Meta Raises Capital Expenditure Outlook
Meta Platforms has increased its full-year capital expenditure guidance, citing expectations of higher component costs and additional investments required to expand its data center infrastructure.
Stock Drops After Hours
Following the announcement, Meta’s Class A shares declined 5.3% in after-hours trading, as investors reacted to the higher spending outlook.
Higher Spending Driven by AI Expansion
The Menlo Park-based tech giant now expects 2026 capital expenditures to range between $125 billion and $145 billion. This marks a notable increase from its previous forecast of $115 billion to $135 billion and comes slightly above the Wall Street consensus estimate of $125.26 billion.
Meta continues to aggressively invest in artificial intelligence, allocating billions toward data centers and infrastructure to support its long-term AI ambitions.
Supply Constraints Add Pressure
Part of the increased spending forecast reflects rising component prices. Reports indicate that Meta has extended the lifespan of some data center servers due to a significant supply shortage, particularly involving memory chips.
Revenue and Expense Outlook
Meta expects full-year expenses to range between $162 billion and $169 billion, broadly in line with analyst expectations. For the second quarter of 2026, the company projects revenue between $58 billion and $61 billion, with the midpoint slightly below market estimates.
AI Spending Under Scrutiny
Meta’s results arrive during a period of heightened scrutiny around AI-related investments. Concerns have recently intensified following reports that OpenAI may have missed internal targets for user growth and revenue, raising broader questions about returns on massive AI spending.

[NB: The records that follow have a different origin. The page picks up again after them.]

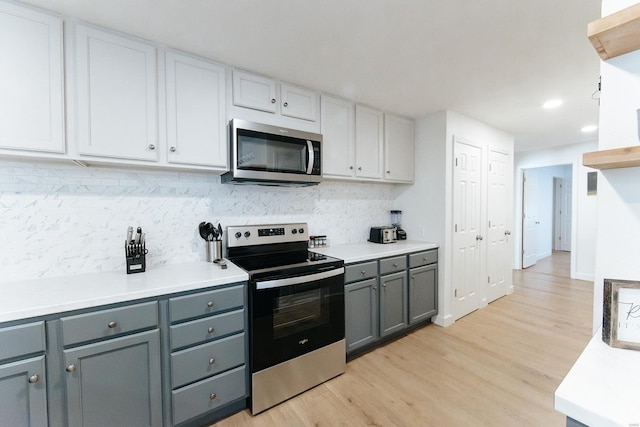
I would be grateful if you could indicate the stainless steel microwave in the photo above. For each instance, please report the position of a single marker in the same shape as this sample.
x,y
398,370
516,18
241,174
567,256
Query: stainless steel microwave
x,y
271,155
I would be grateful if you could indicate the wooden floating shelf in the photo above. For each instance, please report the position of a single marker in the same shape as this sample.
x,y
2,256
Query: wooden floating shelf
x,y
627,157
616,34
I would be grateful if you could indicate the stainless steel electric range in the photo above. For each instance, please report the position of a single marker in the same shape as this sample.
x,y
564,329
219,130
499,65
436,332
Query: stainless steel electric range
x,y
296,311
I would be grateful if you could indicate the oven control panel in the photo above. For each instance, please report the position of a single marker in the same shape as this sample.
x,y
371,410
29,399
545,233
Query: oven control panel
x,y
264,234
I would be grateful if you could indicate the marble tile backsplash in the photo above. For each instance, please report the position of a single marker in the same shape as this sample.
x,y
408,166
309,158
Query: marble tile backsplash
x,y
60,219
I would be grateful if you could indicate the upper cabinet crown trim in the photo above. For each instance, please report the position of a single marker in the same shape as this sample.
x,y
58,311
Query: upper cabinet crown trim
x,y
616,34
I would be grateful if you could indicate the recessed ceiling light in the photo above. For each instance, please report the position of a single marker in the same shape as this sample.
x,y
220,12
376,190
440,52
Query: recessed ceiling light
x,y
552,103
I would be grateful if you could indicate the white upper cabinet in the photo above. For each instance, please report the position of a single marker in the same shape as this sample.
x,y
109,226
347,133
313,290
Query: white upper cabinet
x,y
264,100
116,95
298,102
369,143
195,111
252,91
338,137
398,149
31,80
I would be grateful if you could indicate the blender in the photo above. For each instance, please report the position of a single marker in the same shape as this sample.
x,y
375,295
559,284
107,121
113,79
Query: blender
x,y
396,217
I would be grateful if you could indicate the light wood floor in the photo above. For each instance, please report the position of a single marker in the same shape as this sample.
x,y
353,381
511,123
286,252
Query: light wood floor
x,y
498,366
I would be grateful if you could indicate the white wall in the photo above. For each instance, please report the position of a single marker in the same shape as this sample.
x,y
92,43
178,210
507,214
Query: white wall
x,y
428,203
59,219
618,223
583,223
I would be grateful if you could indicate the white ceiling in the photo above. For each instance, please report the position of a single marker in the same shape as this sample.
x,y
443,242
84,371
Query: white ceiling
x,y
493,60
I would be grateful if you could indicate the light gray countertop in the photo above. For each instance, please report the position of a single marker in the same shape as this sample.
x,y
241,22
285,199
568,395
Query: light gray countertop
x,y
41,297
357,252
601,389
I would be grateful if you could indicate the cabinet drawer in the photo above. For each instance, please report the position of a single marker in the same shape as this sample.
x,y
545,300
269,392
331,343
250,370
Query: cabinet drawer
x,y
204,396
190,306
22,339
207,359
392,265
423,258
360,271
201,330
108,323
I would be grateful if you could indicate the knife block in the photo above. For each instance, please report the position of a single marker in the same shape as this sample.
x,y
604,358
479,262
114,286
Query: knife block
x,y
136,256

Industry-wide, capital expenditures from hyperscalers like Meta are expected to surpass $700 billion this year, increasing pressure on companies to justify these investments.
Strong Earnings Performance
Despite concerns around spending, Meta delivered strong financial results for the first quarter of 2026. The company reported earnings per share of $10.44 on revenue of $56.31 billion, significantly exceeding analyst expectations of $6.65 per share on $55.52 billion in revenue.

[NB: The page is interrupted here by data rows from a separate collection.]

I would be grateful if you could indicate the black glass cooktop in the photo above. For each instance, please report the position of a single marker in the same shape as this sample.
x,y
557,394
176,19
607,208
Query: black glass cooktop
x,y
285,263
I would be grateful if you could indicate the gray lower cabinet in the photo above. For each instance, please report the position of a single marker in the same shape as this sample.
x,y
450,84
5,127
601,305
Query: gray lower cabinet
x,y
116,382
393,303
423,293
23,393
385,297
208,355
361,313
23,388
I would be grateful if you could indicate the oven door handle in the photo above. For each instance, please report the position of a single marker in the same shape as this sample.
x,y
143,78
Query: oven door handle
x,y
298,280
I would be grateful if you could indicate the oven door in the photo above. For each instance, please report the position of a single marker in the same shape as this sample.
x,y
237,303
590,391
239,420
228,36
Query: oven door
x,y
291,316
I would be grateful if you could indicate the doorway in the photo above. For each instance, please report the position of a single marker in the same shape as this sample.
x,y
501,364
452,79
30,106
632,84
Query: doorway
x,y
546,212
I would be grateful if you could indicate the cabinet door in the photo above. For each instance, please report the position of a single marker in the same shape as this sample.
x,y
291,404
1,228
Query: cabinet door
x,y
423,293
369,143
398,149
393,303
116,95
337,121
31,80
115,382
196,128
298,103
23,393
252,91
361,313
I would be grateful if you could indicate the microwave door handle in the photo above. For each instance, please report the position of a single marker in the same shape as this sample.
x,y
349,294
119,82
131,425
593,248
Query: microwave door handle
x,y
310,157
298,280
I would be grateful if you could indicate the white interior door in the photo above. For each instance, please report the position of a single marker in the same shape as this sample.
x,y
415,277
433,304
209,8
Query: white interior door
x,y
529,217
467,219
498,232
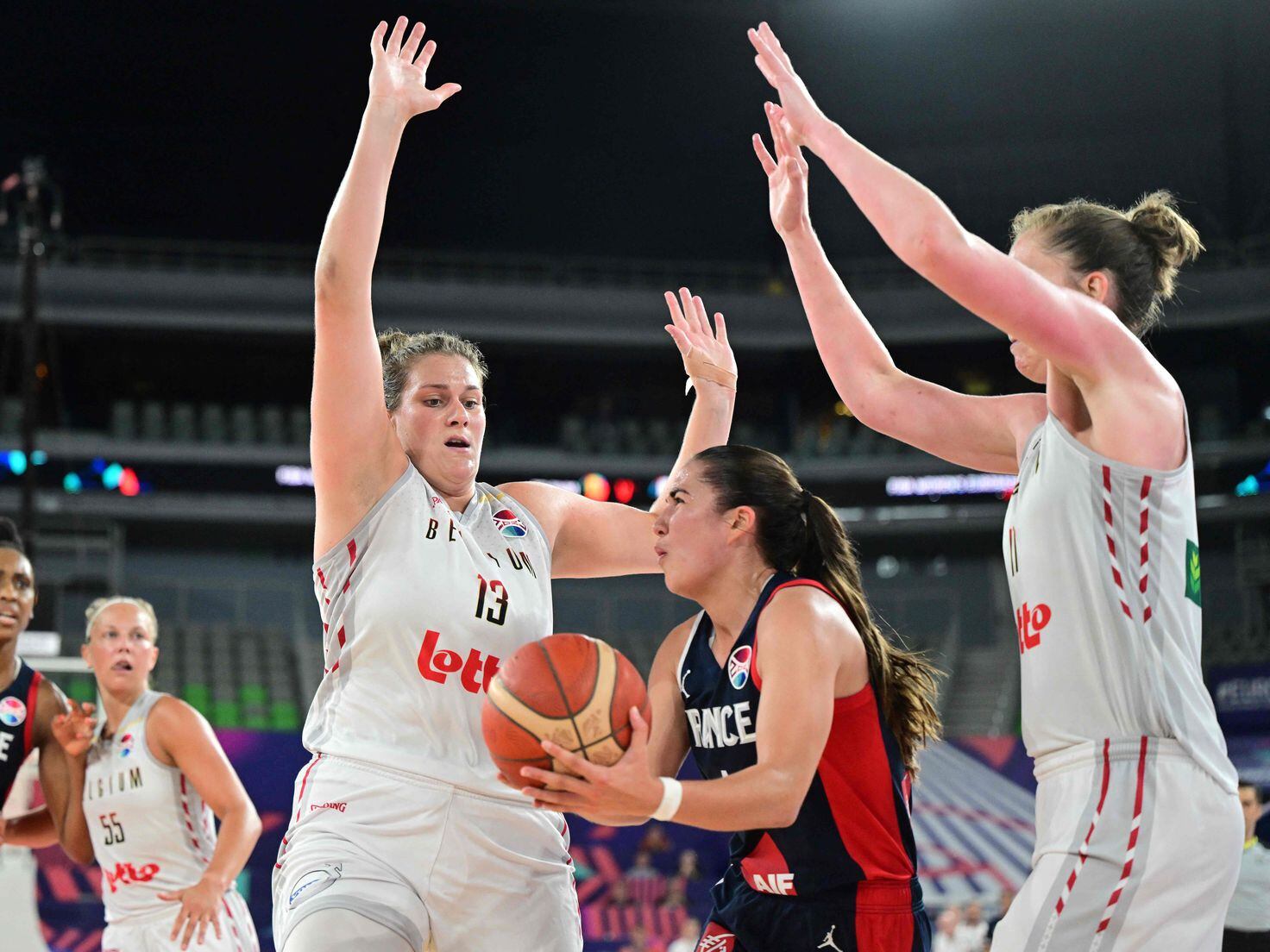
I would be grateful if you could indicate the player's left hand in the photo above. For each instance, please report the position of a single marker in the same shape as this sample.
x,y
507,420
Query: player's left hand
x,y
699,344
626,788
199,908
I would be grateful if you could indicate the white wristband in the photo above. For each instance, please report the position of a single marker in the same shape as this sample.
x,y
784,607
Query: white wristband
x,y
672,795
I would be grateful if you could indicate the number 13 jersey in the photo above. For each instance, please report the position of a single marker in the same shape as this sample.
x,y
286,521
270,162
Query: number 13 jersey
x,y
419,605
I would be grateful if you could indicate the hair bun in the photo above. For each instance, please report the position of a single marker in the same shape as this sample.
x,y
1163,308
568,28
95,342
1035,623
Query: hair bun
x,y
1173,240
9,535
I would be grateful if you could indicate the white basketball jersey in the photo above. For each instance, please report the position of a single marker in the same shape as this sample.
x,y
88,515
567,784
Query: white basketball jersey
x,y
151,831
420,604
1103,560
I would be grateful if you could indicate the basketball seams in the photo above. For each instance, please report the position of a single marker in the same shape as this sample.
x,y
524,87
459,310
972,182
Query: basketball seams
x,y
564,694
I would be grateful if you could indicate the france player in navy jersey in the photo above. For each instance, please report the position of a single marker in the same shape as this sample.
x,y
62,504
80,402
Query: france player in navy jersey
x,y
803,718
29,705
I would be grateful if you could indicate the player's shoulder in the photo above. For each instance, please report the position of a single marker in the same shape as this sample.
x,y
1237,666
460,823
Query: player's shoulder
x,y
807,611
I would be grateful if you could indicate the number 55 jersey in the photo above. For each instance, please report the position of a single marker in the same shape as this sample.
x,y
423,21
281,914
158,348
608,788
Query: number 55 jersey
x,y
419,604
151,833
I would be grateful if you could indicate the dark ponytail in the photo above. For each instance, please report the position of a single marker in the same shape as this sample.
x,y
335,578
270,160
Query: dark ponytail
x,y
798,532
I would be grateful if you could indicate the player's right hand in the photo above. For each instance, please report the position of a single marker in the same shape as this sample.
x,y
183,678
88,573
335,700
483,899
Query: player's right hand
x,y
74,729
786,175
398,78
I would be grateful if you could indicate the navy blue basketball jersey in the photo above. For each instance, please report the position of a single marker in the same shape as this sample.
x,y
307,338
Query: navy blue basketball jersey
x,y
16,723
852,836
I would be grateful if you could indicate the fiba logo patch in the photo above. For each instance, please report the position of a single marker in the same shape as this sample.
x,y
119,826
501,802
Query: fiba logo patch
x,y
11,712
738,666
507,523
314,882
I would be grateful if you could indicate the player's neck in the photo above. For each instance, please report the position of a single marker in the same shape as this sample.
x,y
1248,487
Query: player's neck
x,y
731,599
117,706
8,663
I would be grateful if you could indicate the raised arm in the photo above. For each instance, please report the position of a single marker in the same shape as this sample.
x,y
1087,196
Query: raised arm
x,y
179,734
355,454
594,540
982,433
1079,335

CEO Mark Zuckerberg highlighted the company’s progress, noting strong momentum across its platforms and advancements in AI development, including new models from Meta Superintelligence Labs.
User Growth and Platform Performance
Meta’s family of apps, including Facebook, Instagram, and WhatsApp, reached an average of 3.56 billion daily users in March, representing a 4% year-over-year increase. However, usage declined slightly on a quarterly basis due to regional disruptions and access restrictions in certain markets.
Regulatory Risks Remain
The company also flagged ongoing legal and regulatory challenges, particularly in the United States and the European Union. Meta noted increasing scrutiny around youth-related issues and upcoming trials that could potentially impact its financial performance.